There is no official ruling on how fast creatures fall, and even the spelljammer resources haven’t yet given us details on what the gravity of Toril or Oerth are. However, if you assume things work like the real world, most medium sized creatures have what would be called a terminal velocity of 32 feet per second. The rules say one turn of combat is 6 seconds, so your average ballistic warlock is falling about 200 feet a turn. Interestingly, 200 feet is also where the amount of falling damage you can take maxes out. That’s 20d6 in case you forgot the calculation, with an average value of 70.

Anyway, point being if you’re falling more than 200 feet and you can fly, you have a chance to recover from being prone before you turn into goo on the ground.

Option number two is be a monk, and get to level 4 as fast as possible. At that level monks acquire the ability “slow fall”, which lets them use their reaction to reduce falling damage by five times their monk level. That means starting at level 4 they can swan dive off 30 foot high buildings and still not have to worry about getting hurt when they land.

A slightly more reliable method is having a magic user around. Feather fall is the most obvious spell that most people recall when preventing fall damage comes up in discussion, but levitate is also viable. The spell states that when the spell ends, the target “floats gently to the ground”, and that’s apparently regardless of height.

The other magical solutions are riskier. Gaseous form and Fly both give the target a fly speed, which would let them recover from falling. However, both spells require touch casting, so unless the caster is a sorcerer with metamagic they’d have to dive off the ledge with you to cast it, and then they’re in the same predicament.

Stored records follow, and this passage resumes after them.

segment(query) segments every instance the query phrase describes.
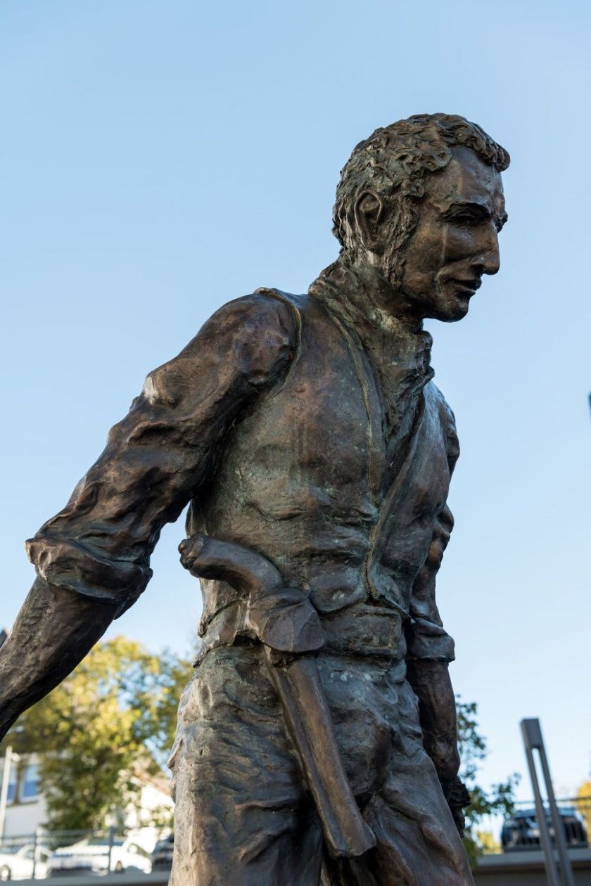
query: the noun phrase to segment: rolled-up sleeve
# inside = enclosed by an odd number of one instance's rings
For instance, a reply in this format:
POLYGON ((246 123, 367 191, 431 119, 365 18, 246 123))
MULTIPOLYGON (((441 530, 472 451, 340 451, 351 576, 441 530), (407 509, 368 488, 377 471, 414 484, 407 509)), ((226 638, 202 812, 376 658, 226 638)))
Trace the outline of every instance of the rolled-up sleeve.
POLYGON ((443 627, 435 601, 435 579, 453 525, 452 513, 446 506, 435 522, 427 559, 413 586, 406 632, 409 659, 451 662, 455 657, 454 641, 443 627))
POLYGON ((152 372, 66 506, 27 542, 52 585, 113 603, 145 588, 162 526, 212 466, 225 432, 288 371, 296 322, 269 295, 229 302, 174 360, 152 372))

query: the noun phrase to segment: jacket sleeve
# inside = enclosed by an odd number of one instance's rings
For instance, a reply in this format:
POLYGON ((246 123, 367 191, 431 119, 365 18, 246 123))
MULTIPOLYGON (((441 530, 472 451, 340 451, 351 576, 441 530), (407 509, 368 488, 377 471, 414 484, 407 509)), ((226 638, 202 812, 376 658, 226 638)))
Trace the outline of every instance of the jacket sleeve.
MULTIPOLYGON (((460 455, 454 413, 440 392, 439 420, 446 439, 449 476, 454 472, 460 455)), ((413 585, 410 598, 410 624, 407 629, 407 657, 428 661, 454 661, 454 641, 443 627, 435 600, 435 580, 443 553, 447 547, 454 517, 447 504, 439 512, 424 564, 413 585)))
POLYGON ((296 321, 268 295, 229 302, 151 372, 63 510, 27 542, 52 585, 128 609, 164 524, 198 494, 224 433, 288 371, 296 321))
POLYGON ((427 559, 413 586, 407 658, 451 662, 455 657, 454 641, 443 627, 435 602, 435 579, 453 525, 454 517, 446 506, 435 521, 427 559))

Tenser’s Floating Disk would break their fall, but it’s still a hard surface and you have to catch them before they fall more than 30 feet. Telekinesis at least has some better range to it, but you have to make sure you can get them to a ledge before the spell wears off; unlike Levitate, Telekinesis has no “soft landing” feature built in. Investiture of Wind would work, but apart from being a 6th level spell it only works on the caster and, again, you’d have to cast it before you hit the ground. Finally you have Wind Walk, another 6th leveler that grabs up to 10 creatures and turns them into floating gas, but, again, timing is everything.

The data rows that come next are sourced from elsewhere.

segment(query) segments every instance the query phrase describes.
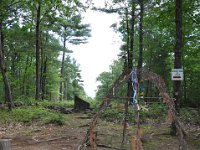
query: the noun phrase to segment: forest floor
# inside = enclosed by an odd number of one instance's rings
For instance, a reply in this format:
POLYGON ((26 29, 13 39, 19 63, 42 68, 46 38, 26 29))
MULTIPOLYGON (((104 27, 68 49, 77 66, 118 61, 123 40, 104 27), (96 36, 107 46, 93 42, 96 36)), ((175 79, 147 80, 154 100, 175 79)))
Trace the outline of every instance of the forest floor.
MULTIPOLYGON (((42 123, 1 124, 0 138, 11 139, 12 150, 77 150, 86 135, 91 113, 65 115, 65 125, 42 123)), ((200 127, 184 126, 188 130, 188 149, 200 150, 200 127), (189 132, 190 131, 190 132, 189 132)), ((122 124, 99 120, 97 126, 98 150, 122 149, 122 124), (105 148, 107 146, 107 148, 105 148), (110 148, 108 148, 110 147, 110 148)), ((178 150, 179 141, 171 136, 169 124, 142 125, 142 143, 145 150, 178 150)), ((123 149, 129 150, 135 126, 129 125, 123 149)), ((89 148, 84 148, 84 150, 89 148)))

It’s not stated officially in any rules, but it’s generally assumed that any form of teleporting ignores momentum. Note I did not say they conserve or negate momentum; they ignore it. This is mostly done for DM sanity.

The problem is that if you assume teleportation cancels out all momentum, you have to deal with the players I like to set on fire. They’ll point out, usually after your star villain makes a crafty escape, that someone who is made completely motionless while teleporting will have their feet and legs sanded off when they land on a planet whose surface spins at 18 miles per second.

On the other hand if you say the teleport spells *conserve* momentum, then all the amateur or professional engineers in your player group will start giggling like schoolgirls and start setting up teleportation runes at the bottoms of high cliffs with the other end pointed at the impregnable castle. Then they start asking you if dwarves know how to mine tungsten and hand you a sheet of calculations with “Kinetic bombardment” written on the top and you have to find a new player group after you hide the bodies. For everyone’s sake, there’s a sort of universal truce where everyone assumes that teleportation just places you wherever the spell says, and nobody worries about how you were moving before that happened. That leaves a loophole where teleportation can cancel out falling damage, but most DMs would rather deal with that than everything about conservation of momentum.

Or, you know, just play in Eberron. Before every adventure that isn’t taking place on flat plains, hop on the lightning rail and take a trip to Sharn, where they hand out feather-fall tokens like commemorative T-shirts. You’re welcome.